Topping the list: Spotify’s premium subscribers bumped 13% to 195 million, while monthly average users (MAUs) jumped 20% to 456 million. That’s impressive stuff, especially against a backdrop of rising prices and a looming recession.
Revenues also jumped, with both ad-supported and premium categories producing double-digit gains. Specifically, ad-supported revenues improved 19% year-over-year to €385 million ($383 million), while premium revenues increased 22% to €2.651 billion ($2.64 billion). Overall revenues increased 21% to $3.036 billion ($3.02 billion).
But profitability — or lack thereof — remained the bugaboo.
While gross profits and gross margins improved, operating losses landed at the ghastly €228 million. “Despite ongoing economic uncertainty, we are generally pleased with our overall results,” Spotify spun, though Wall Street’s appetite for long-term, money-losing tech plays continues to wane. Year-to-date, Spotify shares have dropped more than 60%, with shares hovering at nearly $245 in January.
That is just one snapshot of a broadly precipitous decline.

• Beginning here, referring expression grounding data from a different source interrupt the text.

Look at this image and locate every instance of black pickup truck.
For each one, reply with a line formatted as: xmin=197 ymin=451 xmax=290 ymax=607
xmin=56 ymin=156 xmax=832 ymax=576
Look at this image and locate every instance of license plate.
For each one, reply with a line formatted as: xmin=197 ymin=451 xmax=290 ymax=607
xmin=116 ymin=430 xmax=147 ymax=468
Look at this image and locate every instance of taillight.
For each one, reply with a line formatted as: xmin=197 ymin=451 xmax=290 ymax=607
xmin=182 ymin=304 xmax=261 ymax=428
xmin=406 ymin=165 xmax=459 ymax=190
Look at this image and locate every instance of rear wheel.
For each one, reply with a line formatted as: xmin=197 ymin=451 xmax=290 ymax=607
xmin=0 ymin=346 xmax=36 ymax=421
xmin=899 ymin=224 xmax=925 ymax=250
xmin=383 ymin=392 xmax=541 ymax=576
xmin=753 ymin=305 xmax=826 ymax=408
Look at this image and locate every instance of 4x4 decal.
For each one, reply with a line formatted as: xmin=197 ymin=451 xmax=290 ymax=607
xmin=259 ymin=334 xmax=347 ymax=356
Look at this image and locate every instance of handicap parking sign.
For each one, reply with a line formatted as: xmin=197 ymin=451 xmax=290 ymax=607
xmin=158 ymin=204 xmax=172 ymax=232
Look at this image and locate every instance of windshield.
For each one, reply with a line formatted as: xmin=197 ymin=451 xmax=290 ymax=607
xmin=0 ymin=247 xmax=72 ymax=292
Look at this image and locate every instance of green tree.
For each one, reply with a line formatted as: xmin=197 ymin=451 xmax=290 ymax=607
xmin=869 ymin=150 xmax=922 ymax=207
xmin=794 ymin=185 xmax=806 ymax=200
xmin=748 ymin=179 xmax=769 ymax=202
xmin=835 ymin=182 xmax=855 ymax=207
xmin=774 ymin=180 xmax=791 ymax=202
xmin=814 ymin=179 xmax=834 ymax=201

Nearly one year ago today, on November 1st, 2021, SPOT shares closed above $300. Shares are currently down more than 34% from their opening share price of nearly $148 in 2018.
Back to the positive news, another big plus came in the form of a possible price increase.
Spotify has been tinkering with increases in selected markets, though after Apple Music’s recent bump-up, a global increase — including in the United States — could be in the cards. “When our competitors are raising their prices, that is really good for us,” CEO Daniel Ek relayed, while noting that Spotify offers the lowest level of churn among competitors. “We’re a great customer value proposition.”
Ek further noted that a price increase in the United States is “something we will [consider] with our label partners.”